Object Oriented Programming
Object Oriented Programming refers to a set of commonly accepted best practices when it comes to modern development. The core foundation of this practice is think of computer programs in terms of distinct objects with properties and behaviors much like objects in real life.
An animal, for example, has certain properties such as its genus and species. Animals have behaviors such as cell replication, reproductive cycles, and energy consumption. While different living beings will do all of these things differently, they are all basic functions of life.
The three primary tenants of Object Oriented Programming (OOP for short) are Encapsulation, Inheritance, and Polymorphism.
Encapsulation
Encapsulation is the most fundamental of these concepts. It represents the collection of these behaviors and properties into single components known as objects. In Java, these are generally represented by a Class with custom variables and methods which house these pieces of data and functionality.
Polymorphism
Polymorphism is the concept that certain functionality will react differently to different stimulus. For example, an animal may jump differently if jumping vertically versus jumping across a hole, versus jumping over an object. All three behaviors are technically jumping, but might include different parameters when executed in code such as an X delta, X and Y delta, or perhaps an Object reference respectively. In Java/Android, Polymorphism is primarily accomplished with method overloading as covered in a previous section.
Inheritance
Inheritance is the final piece of the puzzle, and perhaps the most complex. Referencing the animal example above, there are many types of animals. A snake, cat, and ant all are animals, and thus share those common traits such as reproduction, energy consumption, and cell replication. That said, they are all accomplished in slightly different ways. In addition, each of these animals has their own custom behaviors and traits that are unique to them and not common across all animals. As such, the cat could be considered to inherit from animal, but not vice versa.
In this example, the animal represents what is known as a super class. The cat would represent what is known as a subclass. In essence, the subclass "extends" the super class, adding or modifying the behaviors and traits of the extended class in the process.
Subclasses
Subclasses share a type with the extended class. In Android, our MainActivity extends Activity and thus our MainActivity is an Activity. When you extend a class, you also inherit all the member variables and methods from the extended class (super). This enables subclasses to call methods and access member variables of the super class without the need of creating or initializing them within the subclass itself.

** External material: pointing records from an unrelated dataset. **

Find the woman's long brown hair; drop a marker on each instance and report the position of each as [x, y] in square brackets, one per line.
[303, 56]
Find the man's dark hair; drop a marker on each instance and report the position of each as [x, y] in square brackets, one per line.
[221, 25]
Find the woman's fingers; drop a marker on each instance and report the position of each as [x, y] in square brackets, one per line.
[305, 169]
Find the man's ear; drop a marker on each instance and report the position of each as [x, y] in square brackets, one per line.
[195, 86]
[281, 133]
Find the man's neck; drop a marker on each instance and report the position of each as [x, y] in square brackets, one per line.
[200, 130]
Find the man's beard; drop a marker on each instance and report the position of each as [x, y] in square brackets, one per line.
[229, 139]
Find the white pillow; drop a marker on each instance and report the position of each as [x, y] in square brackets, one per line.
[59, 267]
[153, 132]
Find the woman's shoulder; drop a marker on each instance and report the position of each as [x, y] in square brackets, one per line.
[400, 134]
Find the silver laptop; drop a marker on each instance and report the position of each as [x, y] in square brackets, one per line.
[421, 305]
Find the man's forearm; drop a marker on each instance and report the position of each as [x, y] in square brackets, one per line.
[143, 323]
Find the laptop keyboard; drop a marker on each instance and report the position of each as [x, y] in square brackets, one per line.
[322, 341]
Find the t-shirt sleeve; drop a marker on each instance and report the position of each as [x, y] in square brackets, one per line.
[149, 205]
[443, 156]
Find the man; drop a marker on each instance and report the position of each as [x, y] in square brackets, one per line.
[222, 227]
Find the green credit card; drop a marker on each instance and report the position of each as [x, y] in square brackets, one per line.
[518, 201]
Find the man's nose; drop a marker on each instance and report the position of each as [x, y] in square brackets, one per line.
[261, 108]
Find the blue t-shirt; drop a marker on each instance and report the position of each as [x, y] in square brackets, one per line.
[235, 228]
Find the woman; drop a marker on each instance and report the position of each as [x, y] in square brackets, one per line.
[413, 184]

It should be noted that the inverse is not true. Anything defined in the subclass is only accessible to that class. For example, if MainActivity extends Activity, it can access the methods from Activity while Activity cannot access the methods of MainActivity.
This concept of inheritance is much easier to understand if you think of it as a parent/child relationship. The extending class (subclass) being the child while the extended class (super class) is the parent. Children inherit certain traits and abilities from their parents, but parents don't inherit traits or abilities from their children.
Child classes can access class members of their parents by using the super keyword. This can be used within a subclass to call methods or access class data from the super class. For instance, if you override onCreate() in an Activity, you still need to call the super class onCreate() method so that the system can do all the necessary setup. To call this method, you could call super.onCreate().
In addition to inheriting all of the non-private methods and member variables from the super class, subclasses can also override methods in the super class, creating custom or extended functionality based on the original.
Example
// MainActivity is a subclass of Activity as denoted by the extends keyword.
public class MainActivity extends Activity {
@Override
protected void onCreate(Bundle _savedInstanceState) {
// Calling a superclass method using the super keyword.
super.onCreate(_savedInstanceState);
}
}
As a reminder, it should be noted that final methods of a superclass cannot be overridden by a subclass.